Tuesday, November 5, 2013

High Interest Rate Credit Cards Cause Vicious Cycle

Credit cards may be a lifesaver when you run out of funds to purchase groceries and you have hungry children.  Or your dishwasher breaks and you can only afford to make payments over time.  There is a point when the credit card turns from a useful tool into a budget wrecking and money sucking thing.  This is when the credit card balance reaches a level beyond which the individual cannot easily pay down, and the interest on the account is basically equal to the minimum monthly payments.  This cycle of making the minimum monthly payment but never seeing the principal balance decrease can go on for years.

In today’s economy with layoffs and other financial problems it can be easy to get sucked into the vicious credit card cycle.  It is especially easy with the high interest rate cards that are offered (a large majority of our clients cards are over 20% and I have even seen cards with rates as high as 36%). 

Something needs to give to break that cycle.  Some individuals can do it by devoting more money each month to the payments.  Other individuals simply cannot devote more than the minimums.  Bankruptcy protection, Chapter 7, Chapter 13, and Chapter 11, can provide a way to break the cycle.  In Chapter 7, Chapter 13, and Chapter 11 individuals may be able to discharge (get rid of) their credit card balances (subject to qualification standards set forth in the bankruptcy code). 

Monday, November 4, 2013

Mi Pueblo Pushed Into Bankruptcy by a Cause Common to Individuals

On July 22, 2013, Mi Pueblo filed for bankruptcy protection under Chapter 11 of the United States Code in the Northern District of California, San Jose Division (case no. 13-53893).  The Honorable Arthur Weissbrodt is the presiding judge.

The story of Mi Pueblo is similar to many individuals that we meet in our law firm.  In the case of Mi Pueblo, Wells Fargo was a catalyst to the grocery chains need to file bankruptcy.  Mi Pueblo had most of its cash in Wells Fargo accounts, and used loans from Wells Fargo to keep the day to day operations of the grocery store going.  Wells Fargo attempted to change the terms of the loans with Mi Pueblo after becoming concerned about Mi Pueblo's debt to income ratio.  (San Jose Mercury News).

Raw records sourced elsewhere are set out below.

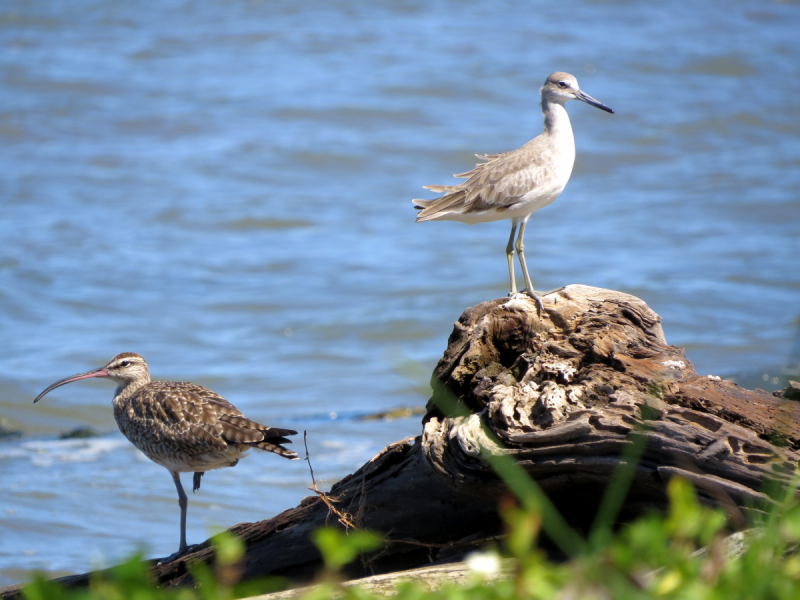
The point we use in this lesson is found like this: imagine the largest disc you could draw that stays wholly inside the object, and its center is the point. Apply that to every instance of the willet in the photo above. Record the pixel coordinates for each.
(513, 185)
(181, 426)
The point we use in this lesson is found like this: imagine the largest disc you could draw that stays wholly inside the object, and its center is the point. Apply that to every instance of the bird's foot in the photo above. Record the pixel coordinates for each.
(176, 555)
(537, 297)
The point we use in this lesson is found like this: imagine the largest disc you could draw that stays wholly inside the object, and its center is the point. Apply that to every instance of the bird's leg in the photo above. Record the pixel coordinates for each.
(510, 256)
(528, 282)
(182, 502)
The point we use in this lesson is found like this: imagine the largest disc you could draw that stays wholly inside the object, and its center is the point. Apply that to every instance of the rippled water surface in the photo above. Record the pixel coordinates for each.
(224, 188)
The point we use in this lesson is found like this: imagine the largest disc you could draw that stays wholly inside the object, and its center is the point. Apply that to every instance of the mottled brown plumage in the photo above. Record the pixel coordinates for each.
(513, 185)
(181, 426)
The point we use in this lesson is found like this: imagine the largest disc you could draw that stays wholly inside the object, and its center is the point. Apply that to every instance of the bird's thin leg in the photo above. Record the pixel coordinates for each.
(182, 502)
(510, 255)
(521, 254)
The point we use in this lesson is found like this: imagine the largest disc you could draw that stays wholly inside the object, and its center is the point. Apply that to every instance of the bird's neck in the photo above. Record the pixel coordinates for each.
(556, 120)
(128, 388)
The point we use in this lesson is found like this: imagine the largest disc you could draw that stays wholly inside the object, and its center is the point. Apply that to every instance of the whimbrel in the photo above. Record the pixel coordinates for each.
(181, 426)
(513, 185)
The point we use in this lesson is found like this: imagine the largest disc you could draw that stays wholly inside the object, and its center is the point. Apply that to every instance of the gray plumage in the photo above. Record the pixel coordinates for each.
(513, 185)
(181, 426)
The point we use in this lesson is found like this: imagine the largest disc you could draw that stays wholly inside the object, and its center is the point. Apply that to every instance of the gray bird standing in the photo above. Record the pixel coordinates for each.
(181, 426)
(513, 185)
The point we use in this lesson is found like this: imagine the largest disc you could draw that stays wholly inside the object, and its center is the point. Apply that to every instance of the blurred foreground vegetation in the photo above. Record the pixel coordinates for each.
(683, 554)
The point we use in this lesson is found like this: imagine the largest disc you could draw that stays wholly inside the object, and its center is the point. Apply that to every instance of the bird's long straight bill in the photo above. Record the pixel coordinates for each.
(589, 100)
(101, 372)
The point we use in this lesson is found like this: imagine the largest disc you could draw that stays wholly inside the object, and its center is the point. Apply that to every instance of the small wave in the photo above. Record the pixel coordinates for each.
(45, 453)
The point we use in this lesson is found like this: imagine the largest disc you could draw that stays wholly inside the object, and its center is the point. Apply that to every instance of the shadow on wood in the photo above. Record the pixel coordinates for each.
(562, 391)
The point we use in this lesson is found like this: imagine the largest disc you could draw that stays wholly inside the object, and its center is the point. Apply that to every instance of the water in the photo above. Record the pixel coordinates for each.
(224, 188)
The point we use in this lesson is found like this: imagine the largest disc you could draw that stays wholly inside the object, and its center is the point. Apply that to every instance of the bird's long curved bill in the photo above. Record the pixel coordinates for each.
(589, 100)
(101, 372)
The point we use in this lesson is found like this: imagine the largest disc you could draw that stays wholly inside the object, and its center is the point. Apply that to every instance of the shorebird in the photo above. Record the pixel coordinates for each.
(181, 426)
(513, 185)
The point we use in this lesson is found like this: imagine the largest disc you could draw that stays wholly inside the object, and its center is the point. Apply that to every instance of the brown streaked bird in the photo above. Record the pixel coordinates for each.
(181, 426)
(513, 185)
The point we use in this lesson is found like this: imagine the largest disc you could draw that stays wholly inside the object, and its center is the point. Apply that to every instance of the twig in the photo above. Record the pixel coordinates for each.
(343, 518)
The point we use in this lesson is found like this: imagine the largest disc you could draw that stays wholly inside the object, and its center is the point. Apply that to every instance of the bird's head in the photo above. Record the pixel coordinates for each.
(124, 369)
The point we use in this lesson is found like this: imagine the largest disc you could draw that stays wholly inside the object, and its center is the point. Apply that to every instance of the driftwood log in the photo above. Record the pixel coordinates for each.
(562, 391)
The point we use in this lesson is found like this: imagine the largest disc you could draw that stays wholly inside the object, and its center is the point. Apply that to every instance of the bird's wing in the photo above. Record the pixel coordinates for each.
(495, 185)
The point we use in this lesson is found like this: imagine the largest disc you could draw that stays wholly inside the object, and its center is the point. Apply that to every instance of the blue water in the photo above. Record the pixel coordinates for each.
(225, 187)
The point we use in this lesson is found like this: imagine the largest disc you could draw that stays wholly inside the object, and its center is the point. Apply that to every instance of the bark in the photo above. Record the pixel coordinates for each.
(562, 392)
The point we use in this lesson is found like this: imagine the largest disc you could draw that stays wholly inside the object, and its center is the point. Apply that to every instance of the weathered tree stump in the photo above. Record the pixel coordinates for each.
(562, 392)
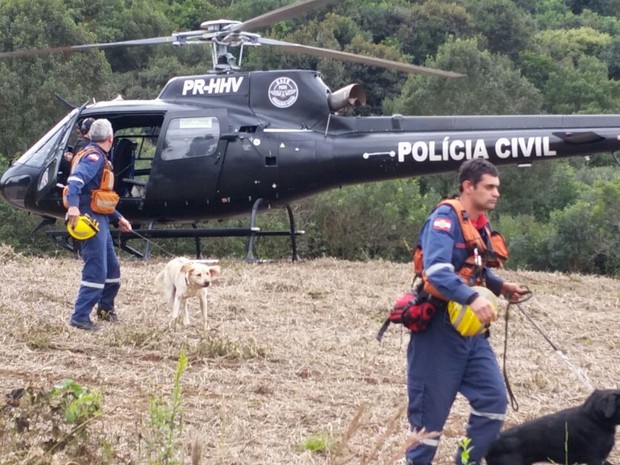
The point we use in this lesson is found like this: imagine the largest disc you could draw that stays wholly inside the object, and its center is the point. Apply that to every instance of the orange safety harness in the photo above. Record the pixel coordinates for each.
(482, 253)
(104, 199)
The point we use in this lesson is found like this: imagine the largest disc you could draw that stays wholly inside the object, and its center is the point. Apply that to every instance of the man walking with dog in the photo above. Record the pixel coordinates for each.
(90, 191)
(456, 249)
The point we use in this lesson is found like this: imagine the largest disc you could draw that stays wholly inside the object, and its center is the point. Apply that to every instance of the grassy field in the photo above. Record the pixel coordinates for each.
(290, 371)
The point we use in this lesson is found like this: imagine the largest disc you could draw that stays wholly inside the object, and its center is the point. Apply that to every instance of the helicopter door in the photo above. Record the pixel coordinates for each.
(50, 149)
(187, 165)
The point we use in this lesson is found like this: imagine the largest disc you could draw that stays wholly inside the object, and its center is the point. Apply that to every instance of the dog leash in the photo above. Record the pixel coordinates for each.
(582, 377)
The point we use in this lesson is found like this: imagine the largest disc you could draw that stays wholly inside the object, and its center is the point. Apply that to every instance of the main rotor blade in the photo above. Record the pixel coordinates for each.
(345, 56)
(71, 48)
(280, 14)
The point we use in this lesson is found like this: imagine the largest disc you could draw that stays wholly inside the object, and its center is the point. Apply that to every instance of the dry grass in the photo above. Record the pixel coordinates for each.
(291, 353)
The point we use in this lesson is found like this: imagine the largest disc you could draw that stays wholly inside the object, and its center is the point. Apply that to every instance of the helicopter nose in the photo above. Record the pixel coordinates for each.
(14, 187)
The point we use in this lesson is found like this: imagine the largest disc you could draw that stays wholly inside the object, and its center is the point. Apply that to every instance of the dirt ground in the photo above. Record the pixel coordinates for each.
(290, 355)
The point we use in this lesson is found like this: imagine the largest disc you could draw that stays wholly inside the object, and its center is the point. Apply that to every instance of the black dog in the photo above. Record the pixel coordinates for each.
(583, 434)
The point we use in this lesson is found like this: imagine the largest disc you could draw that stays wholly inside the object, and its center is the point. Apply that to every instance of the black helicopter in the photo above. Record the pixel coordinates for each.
(229, 142)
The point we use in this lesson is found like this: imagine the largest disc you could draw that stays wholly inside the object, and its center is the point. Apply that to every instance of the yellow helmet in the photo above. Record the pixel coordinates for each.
(463, 317)
(85, 228)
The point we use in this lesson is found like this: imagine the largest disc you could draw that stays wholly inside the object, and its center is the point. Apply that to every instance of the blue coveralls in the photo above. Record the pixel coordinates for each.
(441, 362)
(101, 273)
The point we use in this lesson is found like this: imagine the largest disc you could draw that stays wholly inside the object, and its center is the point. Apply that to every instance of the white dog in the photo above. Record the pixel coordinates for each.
(181, 279)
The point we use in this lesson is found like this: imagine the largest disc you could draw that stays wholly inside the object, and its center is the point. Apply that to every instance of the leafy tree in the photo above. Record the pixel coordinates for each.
(538, 190)
(587, 233)
(582, 89)
(604, 7)
(491, 85)
(423, 27)
(505, 26)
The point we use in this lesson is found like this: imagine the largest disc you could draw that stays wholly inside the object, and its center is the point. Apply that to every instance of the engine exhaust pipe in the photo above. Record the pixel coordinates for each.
(352, 95)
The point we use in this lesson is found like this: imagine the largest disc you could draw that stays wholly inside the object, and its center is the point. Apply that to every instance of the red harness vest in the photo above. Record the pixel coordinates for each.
(481, 253)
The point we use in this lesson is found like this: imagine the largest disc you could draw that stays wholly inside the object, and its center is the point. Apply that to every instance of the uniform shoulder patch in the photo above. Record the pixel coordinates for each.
(442, 224)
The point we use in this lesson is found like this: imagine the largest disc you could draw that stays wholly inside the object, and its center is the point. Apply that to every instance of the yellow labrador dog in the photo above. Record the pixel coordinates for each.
(181, 279)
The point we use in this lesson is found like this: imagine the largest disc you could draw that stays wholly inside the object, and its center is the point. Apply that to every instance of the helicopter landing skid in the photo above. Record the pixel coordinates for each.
(62, 238)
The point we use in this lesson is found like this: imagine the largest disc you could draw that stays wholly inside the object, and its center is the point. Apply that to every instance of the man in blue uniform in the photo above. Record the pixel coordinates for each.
(440, 361)
(101, 273)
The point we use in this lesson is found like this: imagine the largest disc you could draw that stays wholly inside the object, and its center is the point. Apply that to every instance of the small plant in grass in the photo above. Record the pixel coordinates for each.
(44, 426)
(163, 445)
(318, 443)
(466, 448)
(78, 404)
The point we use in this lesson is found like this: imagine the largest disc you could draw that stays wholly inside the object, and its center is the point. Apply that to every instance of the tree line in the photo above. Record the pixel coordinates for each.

Lenders do the same thing to individuals.  Lenders will increase interest rates, reduce the available balances and hit consumers with penalties and other fees.  This can cause a snowball effect that eventually leads an individual to feel the need to turn to bankruptcy protection for the fresh start that it can provide.

Friday, November 1, 2013

Detroit Troubled Bankruptcy Filing

On July 18, 2013, Detroit filed for Chapter 9 bankruptcy protection in the Eastern District of Michigan, Southern Division (case number 13-53846).  This is the largest municipal bankruptcy filing in American history!   Detroit has a reported 18 billion dollars in debt, and included in that 18 billion is billions of dollars owed to approximately 23,000 retirees.  The city was reportedly running a deficit of $1 million dollars a day at one point.  (New York Times).

At this time it is unclear whether or not Detroit will be allowed to remain in bankruptcy and reorganize their obligations.  Individual debtors can reorganize their obligations in a Chapter 13 bankruptcy, and in an individual bankruptcy filing the viability of the case is easier to predict.  In individual cases it is a rare occurrence when other parties try to block the debtor's access to bankruptcy protection.